We don't ever look like the women on tv and magazines. They don't even really look like that.
You look terrific. In 20 years you'll look back and think, "why didn't I appreciate how great I looked and how well my body worked instead of losing sleep over the gram of cellulite I had?"
^ this times infinity!0 -
You look like a boy-ish body type to me, think of Cameron Diaz and some super models...which is my dream body type. Because you girls rock any outfit like skinny jeans, shorts, and boyfriend pants...
As much as I want to say you look fine but I think I understand how you feel about yourself...Outsiders really can't help much until someday you change your mindset.
You already got some sound advice so I don't want to repeat...
Be healthy, be happy and best of luck~0 -
Weight loss is only one part of the picture.
Now you have to learn to love yourself.
Most people who've been overweight have self-esteem issues. A lot of them feel like "a fat person in a skinny body." This is psychological. You cannot fix this with losing more weight. Being underweight is very dangerous – at your age, it leads to more short-term deaths than being overweight does (which leads to more long-term deaths).

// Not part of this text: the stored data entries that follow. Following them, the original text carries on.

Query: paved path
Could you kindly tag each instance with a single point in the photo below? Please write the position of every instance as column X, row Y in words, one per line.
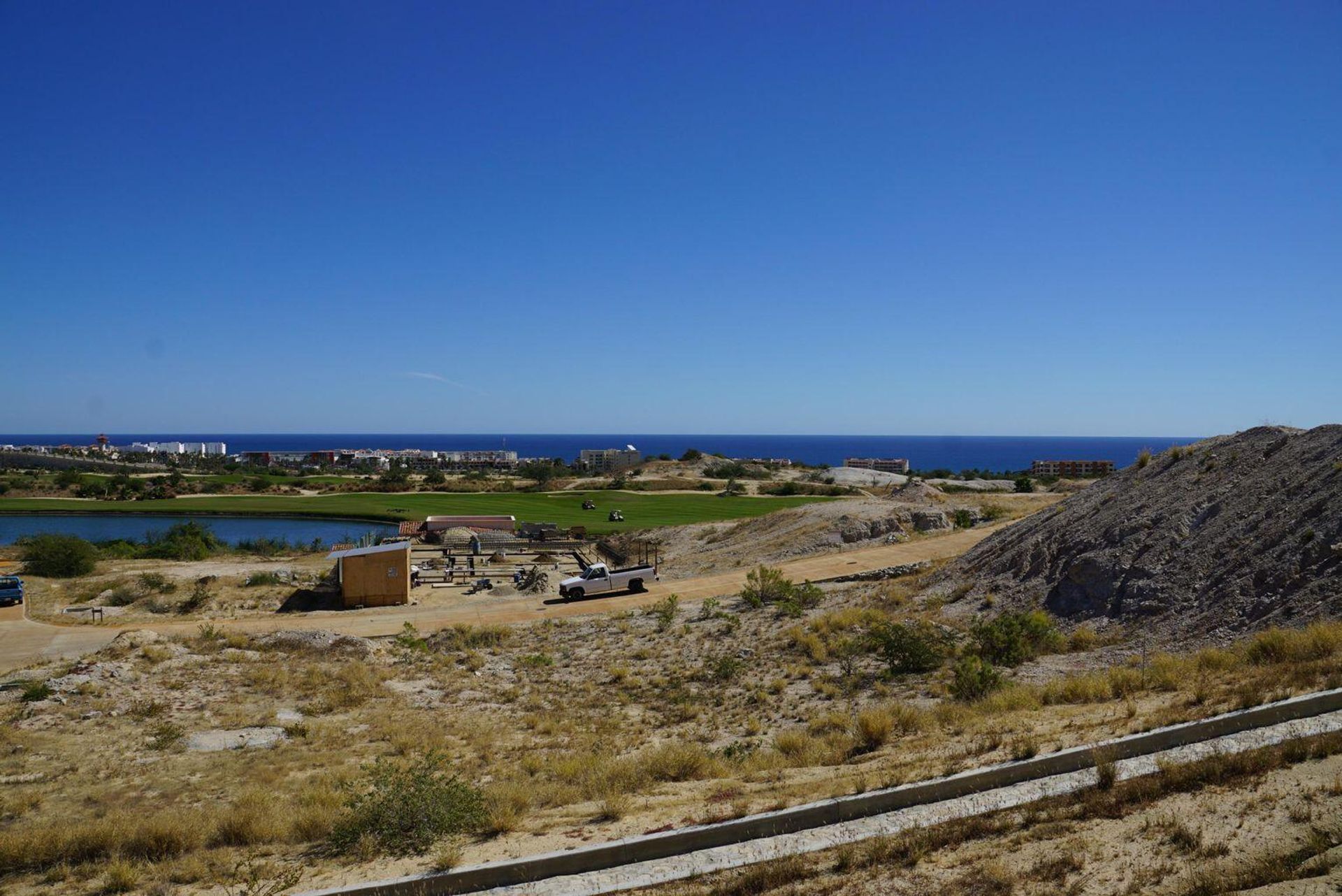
column 23, row 642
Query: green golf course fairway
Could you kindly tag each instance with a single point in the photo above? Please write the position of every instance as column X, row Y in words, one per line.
column 640, row 510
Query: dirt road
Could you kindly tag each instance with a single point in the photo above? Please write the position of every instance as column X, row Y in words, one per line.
column 24, row 642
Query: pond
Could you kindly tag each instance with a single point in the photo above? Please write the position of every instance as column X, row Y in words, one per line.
column 103, row 528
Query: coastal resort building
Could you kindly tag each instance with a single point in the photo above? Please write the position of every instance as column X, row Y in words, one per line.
column 604, row 461
column 377, row 576
column 885, row 464
column 1072, row 468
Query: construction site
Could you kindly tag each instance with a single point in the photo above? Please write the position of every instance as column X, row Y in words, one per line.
column 472, row 554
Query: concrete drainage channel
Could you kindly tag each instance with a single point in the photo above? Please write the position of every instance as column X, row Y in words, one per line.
column 674, row 855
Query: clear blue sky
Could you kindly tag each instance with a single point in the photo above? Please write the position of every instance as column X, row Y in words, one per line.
column 858, row 217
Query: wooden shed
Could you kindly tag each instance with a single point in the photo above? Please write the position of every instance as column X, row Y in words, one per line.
column 377, row 576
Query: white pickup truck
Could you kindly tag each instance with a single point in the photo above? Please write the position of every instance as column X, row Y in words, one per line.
column 599, row 579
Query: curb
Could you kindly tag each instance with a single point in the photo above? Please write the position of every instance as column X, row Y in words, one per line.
column 830, row 812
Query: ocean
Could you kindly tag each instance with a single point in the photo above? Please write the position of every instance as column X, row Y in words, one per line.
column 923, row 452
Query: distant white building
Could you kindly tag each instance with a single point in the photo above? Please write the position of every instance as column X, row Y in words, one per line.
column 603, row 461
column 885, row 464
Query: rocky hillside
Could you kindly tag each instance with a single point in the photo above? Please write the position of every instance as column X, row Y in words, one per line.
column 1223, row 535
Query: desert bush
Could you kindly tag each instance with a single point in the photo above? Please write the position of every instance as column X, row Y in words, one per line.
column 974, row 679
column 404, row 809
column 872, row 729
column 666, row 611
column 121, row 876
column 800, row 598
column 765, row 585
column 469, row 637
column 916, row 646
column 187, row 541
column 166, row 735
column 1013, row 637
column 257, row 878
column 254, row 818
column 199, row 597
column 58, row 556
column 157, row 582
column 678, row 763
column 35, row 691
column 505, row 808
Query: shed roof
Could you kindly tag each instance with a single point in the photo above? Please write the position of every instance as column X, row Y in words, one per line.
column 375, row 549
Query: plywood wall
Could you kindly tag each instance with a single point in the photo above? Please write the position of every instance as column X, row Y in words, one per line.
column 376, row 580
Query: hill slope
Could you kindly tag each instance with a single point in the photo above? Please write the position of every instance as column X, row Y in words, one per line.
column 1232, row 533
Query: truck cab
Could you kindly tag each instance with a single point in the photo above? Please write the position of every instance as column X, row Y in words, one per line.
column 11, row 591
column 599, row 579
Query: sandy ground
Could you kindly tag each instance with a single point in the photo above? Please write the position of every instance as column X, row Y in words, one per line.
column 24, row 642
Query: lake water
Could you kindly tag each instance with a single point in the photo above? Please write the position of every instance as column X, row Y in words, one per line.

It honestly sounds like you're verging on body dysmorphic disorder, which is typified by someone who exaggerates their flaws and sees problems with themselves that others don't, despite objectively being very slim. Whether you qualify for that or not, it definitely sounds like you have self-esteem issues, so I would really recommend talking to a therapist, a spiritual advisor, etc.
The journey of body transformation involves the body, but it also involves the mind.0 -
your weight fluctates on a daily basis and sometimes even hourly. why freak out over 2 pounds?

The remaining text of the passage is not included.